Ayva çiçekleri açtığında da “…ayva çiçek açtı yaz mı gelecek?” denir ve hatta türküsü de hemen dillere düşer:)
O hâlde bahçemizde ayvamız varsa ayva ağacının çok çabuk böceklenen bir yapısı olduğunu göz önünde bulundurmalı ve sonbaharda bordo bulamacını, ilkbaharda da böceklenmeye karşı sürekli ev yapımı ilaçlarımızı ve odun külünü kullanmayı ihmal etmememiz gerekir.
Ayva çiçeklenip meyvesini topladıktan sonra da mutlaka eski ve kurumuş gibi olan dalların budanması gerekir.
Bir de japon ayvası denen bahar aylarının hemen başında turuncu çiçekler açan ayva çeşidi var ki onun da aynı bakımları alması gerekir.
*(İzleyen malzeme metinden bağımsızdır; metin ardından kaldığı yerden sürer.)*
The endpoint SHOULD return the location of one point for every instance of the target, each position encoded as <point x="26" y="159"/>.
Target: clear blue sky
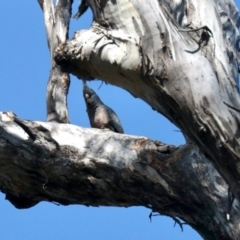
<point x="25" y="68"/>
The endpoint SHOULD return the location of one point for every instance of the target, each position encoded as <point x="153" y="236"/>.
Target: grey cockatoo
<point x="100" y="115"/>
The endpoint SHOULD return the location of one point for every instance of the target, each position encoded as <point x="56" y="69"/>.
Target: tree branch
<point x="67" y="164"/>
<point x="57" y="20"/>
<point x="156" y="63"/>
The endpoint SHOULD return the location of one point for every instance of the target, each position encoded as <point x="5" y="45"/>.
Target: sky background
<point x="25" y="65"/>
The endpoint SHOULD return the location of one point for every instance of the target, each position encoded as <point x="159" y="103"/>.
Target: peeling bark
<point x="57" y="18"/>
<point x="179" y="57"/>
<point x="72" y="165"/>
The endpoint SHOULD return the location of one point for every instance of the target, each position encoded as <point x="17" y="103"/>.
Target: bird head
<point x="91" y="98"/>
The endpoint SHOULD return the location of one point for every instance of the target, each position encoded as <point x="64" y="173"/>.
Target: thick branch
<point x="72" y="165"/>
<point x="187" y="75"/>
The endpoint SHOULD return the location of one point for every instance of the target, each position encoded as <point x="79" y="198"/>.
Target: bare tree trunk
<point x="71" y="165"/>
<point x="181" y="57"/>
<point x="57" y="20"/>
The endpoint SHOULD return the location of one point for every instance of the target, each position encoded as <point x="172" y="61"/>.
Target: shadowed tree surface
<point x="182" y="59"/>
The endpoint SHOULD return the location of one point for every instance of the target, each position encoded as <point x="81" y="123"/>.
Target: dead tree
<point x="181" y="57"/>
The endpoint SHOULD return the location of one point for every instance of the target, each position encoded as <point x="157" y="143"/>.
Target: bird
<point x="100" y="115"/>
<point x="82" y="8"/>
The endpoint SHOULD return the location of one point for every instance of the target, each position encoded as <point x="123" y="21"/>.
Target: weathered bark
<point x="179" y="57"/>
<point x="57" y="20"/>
<point x="72" y="165"/>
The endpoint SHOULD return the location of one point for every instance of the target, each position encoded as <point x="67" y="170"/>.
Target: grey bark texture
<point x="57" y="19"/>
<point x="181" y="57"/>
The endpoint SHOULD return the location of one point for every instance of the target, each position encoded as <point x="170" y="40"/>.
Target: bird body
<point x="100" y="115"/>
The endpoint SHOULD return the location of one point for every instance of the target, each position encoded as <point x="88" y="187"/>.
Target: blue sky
<point x="25" y="65"/>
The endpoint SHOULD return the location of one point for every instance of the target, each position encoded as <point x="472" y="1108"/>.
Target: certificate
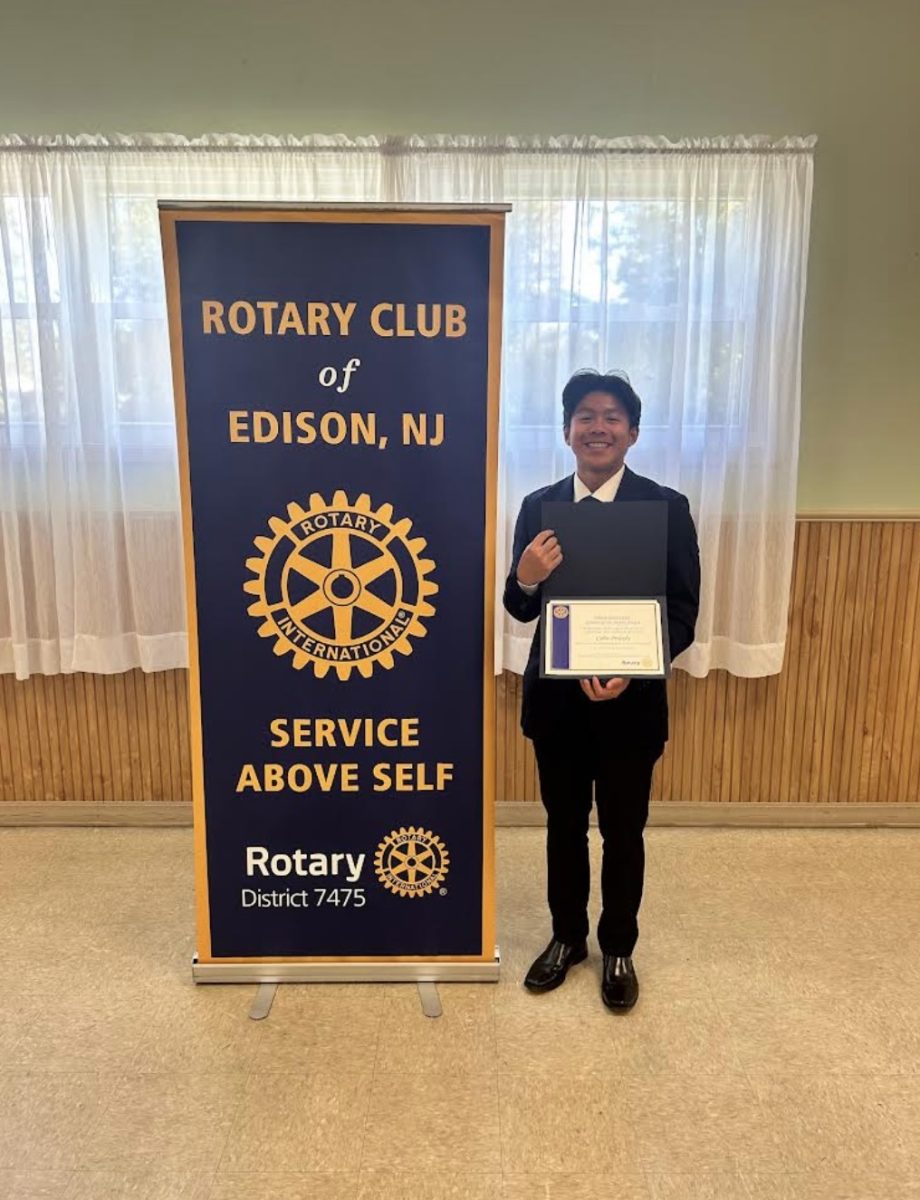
<point x="584" y="637"/>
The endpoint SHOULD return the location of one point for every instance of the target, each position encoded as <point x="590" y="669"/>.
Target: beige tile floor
<point x="775" y="1051"/>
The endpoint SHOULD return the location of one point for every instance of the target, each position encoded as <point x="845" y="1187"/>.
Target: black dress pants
<point x="620" y="779"/>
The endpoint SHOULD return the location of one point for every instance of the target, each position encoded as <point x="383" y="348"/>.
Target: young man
<point x="591" y="736"/>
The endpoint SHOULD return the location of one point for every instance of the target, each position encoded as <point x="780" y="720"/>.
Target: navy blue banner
<point x="336" y="378"/>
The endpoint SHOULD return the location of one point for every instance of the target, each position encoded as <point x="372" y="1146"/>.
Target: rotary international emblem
<point x="412" y="862"/>
<point x="341" y="586"/>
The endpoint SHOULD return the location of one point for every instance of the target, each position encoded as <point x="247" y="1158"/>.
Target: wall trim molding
<point x="156" y="814"/>
<point x="843" y="515"/>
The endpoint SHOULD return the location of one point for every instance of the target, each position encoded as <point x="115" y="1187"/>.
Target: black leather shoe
<point x="549" y="969"/>
<point x="620" y="988"/>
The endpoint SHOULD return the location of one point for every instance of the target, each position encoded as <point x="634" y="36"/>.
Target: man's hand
<point x="540" y="559"/>
<point x="596" y="690"/>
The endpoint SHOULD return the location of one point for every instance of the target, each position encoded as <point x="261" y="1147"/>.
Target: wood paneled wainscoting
<point x="831" y="739"/>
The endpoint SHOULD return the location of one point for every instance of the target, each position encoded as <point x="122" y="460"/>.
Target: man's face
<point x="600" y="433"/>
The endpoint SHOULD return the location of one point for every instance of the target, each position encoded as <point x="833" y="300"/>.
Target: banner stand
<point x="336" y="379"/>
<point x="347" y="972"/>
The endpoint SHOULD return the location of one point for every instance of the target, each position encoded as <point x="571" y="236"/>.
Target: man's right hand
<point x="540" y="559"/>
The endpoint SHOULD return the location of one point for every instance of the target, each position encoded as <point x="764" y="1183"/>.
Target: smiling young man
<point x="596" y="739"/>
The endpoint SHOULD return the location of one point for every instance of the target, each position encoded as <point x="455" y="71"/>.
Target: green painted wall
<point x="843" y="70"/>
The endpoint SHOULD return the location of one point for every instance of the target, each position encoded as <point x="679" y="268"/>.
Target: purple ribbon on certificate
<point x="560" y="636"/>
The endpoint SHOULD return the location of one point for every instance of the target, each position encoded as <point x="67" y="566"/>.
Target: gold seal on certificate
<point x="584" y="637"/>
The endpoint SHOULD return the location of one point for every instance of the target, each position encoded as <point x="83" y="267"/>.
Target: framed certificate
<point x="605" y="636"/>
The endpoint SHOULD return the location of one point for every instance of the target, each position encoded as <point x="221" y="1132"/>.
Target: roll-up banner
<point x="336" y="376"/>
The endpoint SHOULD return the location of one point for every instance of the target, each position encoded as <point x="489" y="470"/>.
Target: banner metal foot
<point x="431" y="999"/>
<point x="263" y="1001"/>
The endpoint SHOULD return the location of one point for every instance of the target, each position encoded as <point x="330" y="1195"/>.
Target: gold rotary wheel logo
<point x="412" y="862"/>
<point x="341" y="586"/>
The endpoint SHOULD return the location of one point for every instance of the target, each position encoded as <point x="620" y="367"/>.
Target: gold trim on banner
<point x="170" y="213"/>
<point x="173" y="291"/>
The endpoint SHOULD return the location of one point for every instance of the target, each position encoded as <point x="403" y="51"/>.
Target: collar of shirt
<point x="606" y="492"/>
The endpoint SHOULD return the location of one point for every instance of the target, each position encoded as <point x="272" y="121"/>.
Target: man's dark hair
<point x="614" y="383"/>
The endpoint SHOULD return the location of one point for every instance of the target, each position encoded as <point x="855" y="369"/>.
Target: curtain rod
<point x="406" y="145"/>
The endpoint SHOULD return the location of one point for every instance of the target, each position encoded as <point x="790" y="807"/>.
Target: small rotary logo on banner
<point x="412" y="862"/>
<point x="342" y="587"/>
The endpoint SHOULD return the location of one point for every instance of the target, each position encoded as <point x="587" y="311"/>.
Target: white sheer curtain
<point x="681" y="263"/>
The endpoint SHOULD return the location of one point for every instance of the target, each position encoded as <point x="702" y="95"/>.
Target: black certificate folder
<point x="609" y="550"/>
<point x="612" y="553"/>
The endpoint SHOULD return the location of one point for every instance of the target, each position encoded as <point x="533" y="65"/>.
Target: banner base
<point x="347" y="972"/>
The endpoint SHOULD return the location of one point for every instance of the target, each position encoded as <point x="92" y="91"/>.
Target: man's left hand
<point x="609" y="690"/>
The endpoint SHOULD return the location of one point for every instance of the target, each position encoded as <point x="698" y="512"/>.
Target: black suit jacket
<point x="559" y="707"/>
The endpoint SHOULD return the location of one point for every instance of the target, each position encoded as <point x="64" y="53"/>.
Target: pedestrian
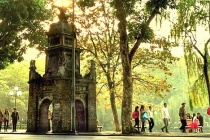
<point x="142" y="112"/>
<point x="182" y="115"/>
<point x="15" y="118"/>
<point x="166" y="117"/>
<point x="6" y="119"/>
<point x="200" y="118"/>
<point x="135" y="115"/>
<point x="194" y="124"/>
<point x="49" y="119"/>
<point x="1" y="119"/>
<point x="151" y="120"/>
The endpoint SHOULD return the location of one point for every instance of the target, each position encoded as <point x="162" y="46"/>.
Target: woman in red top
<point x="194" y="124"/>
<point x="135" y="115"/>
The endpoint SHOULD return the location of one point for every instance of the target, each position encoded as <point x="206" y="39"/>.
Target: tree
<point x="99" y="40"/>
<point x="194" y="20"/>
<point x="21" y="26"/>
<point x="104" y="46"/>
<point x="143" y="34"/>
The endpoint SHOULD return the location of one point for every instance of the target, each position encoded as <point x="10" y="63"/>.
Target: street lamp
<point x="16" y="94"/>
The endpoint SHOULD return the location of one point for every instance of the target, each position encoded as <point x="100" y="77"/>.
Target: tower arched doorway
<point x="43" y="115"/>
<point x="80" y="116"/>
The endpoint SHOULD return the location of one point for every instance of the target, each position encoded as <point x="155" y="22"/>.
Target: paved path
<point x="16" y="136"/>
<point x="111" y="133"/>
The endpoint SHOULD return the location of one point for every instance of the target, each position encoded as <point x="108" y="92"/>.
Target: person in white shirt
<point x="151" y="120"/>
<point x="166" y="118"/>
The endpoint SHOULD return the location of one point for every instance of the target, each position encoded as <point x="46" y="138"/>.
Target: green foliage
<point x="194" y="15"/>
<point x="156" y="4"/>
<point x="16" y="75"/>
<point x="21" y="27"/>
<point x="86" y="3"/>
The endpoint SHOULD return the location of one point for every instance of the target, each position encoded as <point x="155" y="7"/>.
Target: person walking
<point x="200" y="118"/>
<point x="6" y="119"/>
<point x="49" y="117"/>
<point x="1" y="119"/>
<point x="194" y="124"/>
<point x="142" y="111"/>
<point x="135" y="115"/>
<point x="15" y="118"/>
<point x="166" y="117"/>
<point x="151" y="120"/>
<point x="182" y="115"/>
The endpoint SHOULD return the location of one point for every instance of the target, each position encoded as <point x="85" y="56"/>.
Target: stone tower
<point x="54" y="87"/>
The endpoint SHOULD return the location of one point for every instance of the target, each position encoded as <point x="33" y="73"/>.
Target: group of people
<point x="4" y="118"/>
<point x="144" y="115"/>
<point x="148" y="115"/>
<point x="197" y="120"/>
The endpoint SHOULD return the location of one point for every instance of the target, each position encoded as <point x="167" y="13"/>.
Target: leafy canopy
<point x="21" y="26"/>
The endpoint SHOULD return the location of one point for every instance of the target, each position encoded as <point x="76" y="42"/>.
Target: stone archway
<point x="80" y="116"/>
<point x="43" y="115"/>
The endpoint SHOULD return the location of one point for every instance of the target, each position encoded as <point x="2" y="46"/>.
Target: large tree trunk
<point x="205" y="68"/>
<point x="114" y="111"/>
<point x="127" y="76"/>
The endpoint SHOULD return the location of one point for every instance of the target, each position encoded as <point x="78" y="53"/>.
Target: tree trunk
<point x="205" y="68"/>
<point x="114" y="111"/>
<point x="205" y="71"/>
<point x="127" y="76"/>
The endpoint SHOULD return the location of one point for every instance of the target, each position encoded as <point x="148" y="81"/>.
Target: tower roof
<point x="62" y="26"/>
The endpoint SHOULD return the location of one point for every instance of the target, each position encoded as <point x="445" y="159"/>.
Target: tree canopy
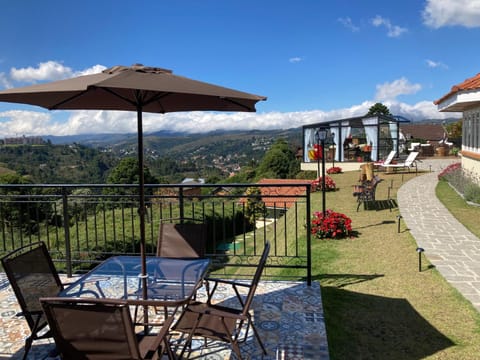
<point x="378" y="109"/>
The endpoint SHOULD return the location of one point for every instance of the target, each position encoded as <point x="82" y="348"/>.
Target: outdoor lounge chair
<point x="32" y="275"/>
<point x="410" y="162"/>
<point x="181" y="240"/>
<point x="219" y="322"/>
<point x="99" y="329"/>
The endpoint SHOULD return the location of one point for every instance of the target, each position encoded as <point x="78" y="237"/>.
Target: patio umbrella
<point x="135" y="88"/>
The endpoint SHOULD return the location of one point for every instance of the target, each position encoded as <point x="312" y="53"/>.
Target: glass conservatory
<point x="359" y="139"/>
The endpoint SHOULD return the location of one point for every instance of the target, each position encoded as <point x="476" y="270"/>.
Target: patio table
<point x="170" y="281"/>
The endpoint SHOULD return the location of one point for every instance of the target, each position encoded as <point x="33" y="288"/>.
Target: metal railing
<point x="84" y="224"/>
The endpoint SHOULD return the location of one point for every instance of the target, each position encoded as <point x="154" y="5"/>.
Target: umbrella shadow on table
<point x="380" y="327"/>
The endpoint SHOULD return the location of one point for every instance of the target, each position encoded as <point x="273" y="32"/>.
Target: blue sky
<point x="314" y="60"/>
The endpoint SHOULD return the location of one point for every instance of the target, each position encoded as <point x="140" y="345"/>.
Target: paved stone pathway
<point x="448" y="245"/>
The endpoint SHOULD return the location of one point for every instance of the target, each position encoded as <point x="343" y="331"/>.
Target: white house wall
<point x="471" y="142"/>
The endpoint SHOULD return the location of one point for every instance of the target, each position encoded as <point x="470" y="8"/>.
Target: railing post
<point x="66" y="229"/>
<point x="309" y="242"/>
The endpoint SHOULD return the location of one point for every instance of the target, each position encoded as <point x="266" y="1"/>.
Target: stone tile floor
<point x="288" y="315"/>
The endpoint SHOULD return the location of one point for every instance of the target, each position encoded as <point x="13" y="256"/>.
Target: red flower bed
<point x="450" y="169"/>
<point x="334" y="225"/>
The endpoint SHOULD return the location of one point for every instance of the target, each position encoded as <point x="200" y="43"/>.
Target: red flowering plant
<point x="329" y="184"/>
<point x="334" y="170"/>
<point x="334" y="225"/>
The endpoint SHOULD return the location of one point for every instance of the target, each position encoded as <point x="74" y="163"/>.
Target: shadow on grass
<point x="384" y="222"/>
<point x="341" y="280"/>
<point x="361" y="326"/>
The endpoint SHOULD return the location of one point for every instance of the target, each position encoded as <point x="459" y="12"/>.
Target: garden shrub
<point x="334" y="225"/>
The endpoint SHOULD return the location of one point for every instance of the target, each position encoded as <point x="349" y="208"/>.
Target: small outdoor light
<point x="399" y="217"/>
<point x="320" y="137"/>
<point x="420" y="251"/>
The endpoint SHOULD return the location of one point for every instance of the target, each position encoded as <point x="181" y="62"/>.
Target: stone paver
<point x="448" y="245"/>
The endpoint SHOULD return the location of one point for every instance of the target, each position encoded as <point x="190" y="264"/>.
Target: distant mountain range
<point x="108" y="140"/>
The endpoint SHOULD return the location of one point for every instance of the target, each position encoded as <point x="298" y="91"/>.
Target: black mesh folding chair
<point x="32" y="275"/>
<point x="223" y="323"/>
<point x="100" y="329"/>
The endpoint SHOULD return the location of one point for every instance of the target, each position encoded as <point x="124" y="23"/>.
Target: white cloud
<point x="30" y="123"/>
<point x="347" y="22"/>
<point x="49" y="71"/>
<point x="390" y="91"/>
<point x="439" y="13"/>
<point x="392" y="30"/>
<point x="435" y="64"/>
<point x="4" y="82"/>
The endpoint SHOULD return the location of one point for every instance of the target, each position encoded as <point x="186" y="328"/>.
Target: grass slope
<point x="377" y="304"/>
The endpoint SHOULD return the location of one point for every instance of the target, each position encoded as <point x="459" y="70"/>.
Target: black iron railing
<point x="84" y="224"/>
(fotoğraf pixabay.com creative commons)
Hor çalısı:
Bu çalıyı da yine ilkbaharın başında kuru dalların üzerinde sarı sarı açan çiçekleriyle mutlaka tanıyacaksınız. O güzelim çiçekleri bitmek üzereyken yeşil yaprakları açmaya başlar. Bu çalının da mutlaka dikkatle kuruyan, yıpranan dallarının budanması gerekir ki gelecek ilkbaharda bize yine sarı sarı gülümsesin.
(fotoğraf pxhere.com creative commons)
Meyve ağaçlarına gelince…
Eğer hastalık yoksa, dallarda kırılma olmadıysa meyve ağaçlarının sonbahar ortalarında sonbahar budaması ve bordo bulamacı uygulaması yapılması ile ilkbahar başında ağaç uyanmadan önce ilkbahar budaması yapılarak bordo bulamacı uygulanmasının daha verimli olduğunu okudum. Öyle de uyguluyoruz. Önceki sahibinde oldukça hasta olan ağaçlarımızı bu şekilde yavaş yavaş iyileştirmeye başladık. Bu sebeple güvenle tavsiye edebiliyorum. Yine de uygulaması başarılı olanlar benimle farklı metotları varsa paylaşırsanız sevinirim.